Your sister pays taxes on stuff. Instead of criticizing her for getting help, wonder if she was maybe a paycheck away from being homeless without that help.
She pays taxes on her premium HBO channels, sure. She's about one paycheck away from buying a new couch. I know what my sister's finances are and I know that if she wasn't a spoiled brat who thinks the world owes her a living and who can't resist buying the latest iPhone and then crying to my parents that she's out of money and getting them to buy her kids clothes, she and her family would be able to live just fine on what her husband makes. Instead, she's getting WIC and several other assistances she truly doesn't need while someone else out there who does need it, isn't getting it.
Everything you've described in your life story there is not true poverty
***** you, Claeyt.
Claeyt wrote:...and NO Darwoth, you can not legally buy anything but food with an EBT or Food stamps card. [...] there is a small percentage who engage in food stamp fraud
No, there is a small percentage who get caught. The percentage who don't get caught is higher. I like how you deny it's possible in one sentence and then admit that it happens in the next.
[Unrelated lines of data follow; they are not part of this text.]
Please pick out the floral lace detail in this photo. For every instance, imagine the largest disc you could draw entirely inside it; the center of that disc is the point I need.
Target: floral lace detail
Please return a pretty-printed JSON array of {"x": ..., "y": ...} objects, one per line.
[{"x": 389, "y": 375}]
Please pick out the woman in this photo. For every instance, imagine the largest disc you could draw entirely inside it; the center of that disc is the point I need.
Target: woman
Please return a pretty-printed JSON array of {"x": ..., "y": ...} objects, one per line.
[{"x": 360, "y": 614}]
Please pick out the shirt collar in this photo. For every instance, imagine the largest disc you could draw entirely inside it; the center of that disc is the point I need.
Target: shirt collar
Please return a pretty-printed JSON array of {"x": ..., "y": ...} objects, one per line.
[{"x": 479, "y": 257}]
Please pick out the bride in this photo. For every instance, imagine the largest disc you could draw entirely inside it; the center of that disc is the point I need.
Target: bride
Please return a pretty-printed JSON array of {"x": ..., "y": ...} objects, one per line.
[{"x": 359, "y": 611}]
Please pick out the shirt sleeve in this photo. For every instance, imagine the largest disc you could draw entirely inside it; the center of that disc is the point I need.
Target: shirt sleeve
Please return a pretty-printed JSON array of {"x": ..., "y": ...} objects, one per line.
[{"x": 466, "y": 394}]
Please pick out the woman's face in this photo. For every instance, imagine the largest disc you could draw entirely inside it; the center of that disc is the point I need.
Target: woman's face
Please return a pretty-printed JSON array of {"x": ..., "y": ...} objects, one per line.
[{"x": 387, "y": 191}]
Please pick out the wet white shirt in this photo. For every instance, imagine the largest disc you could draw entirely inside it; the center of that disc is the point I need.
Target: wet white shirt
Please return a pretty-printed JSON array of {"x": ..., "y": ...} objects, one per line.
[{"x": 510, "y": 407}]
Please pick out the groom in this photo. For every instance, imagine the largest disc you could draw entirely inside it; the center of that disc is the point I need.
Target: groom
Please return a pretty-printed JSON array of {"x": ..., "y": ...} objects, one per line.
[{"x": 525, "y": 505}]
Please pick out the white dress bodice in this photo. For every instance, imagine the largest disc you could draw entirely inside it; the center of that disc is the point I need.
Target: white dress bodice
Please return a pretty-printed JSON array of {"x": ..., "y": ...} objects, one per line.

And those are the people who Dallane is referring to when he calls them scum. The ones who lie and cheat to get the benefits that others should be getting, and the ones who maybe do need those benefits, but then turn around and spend them on drugs and cigarettes instead of on their starving children.
And before you accuse me of wanting to starve out the poor or something equally ridiculous, I do think that poor people should be helped. I just don't think the system we are using is working the way it should be, but this post is long enough already.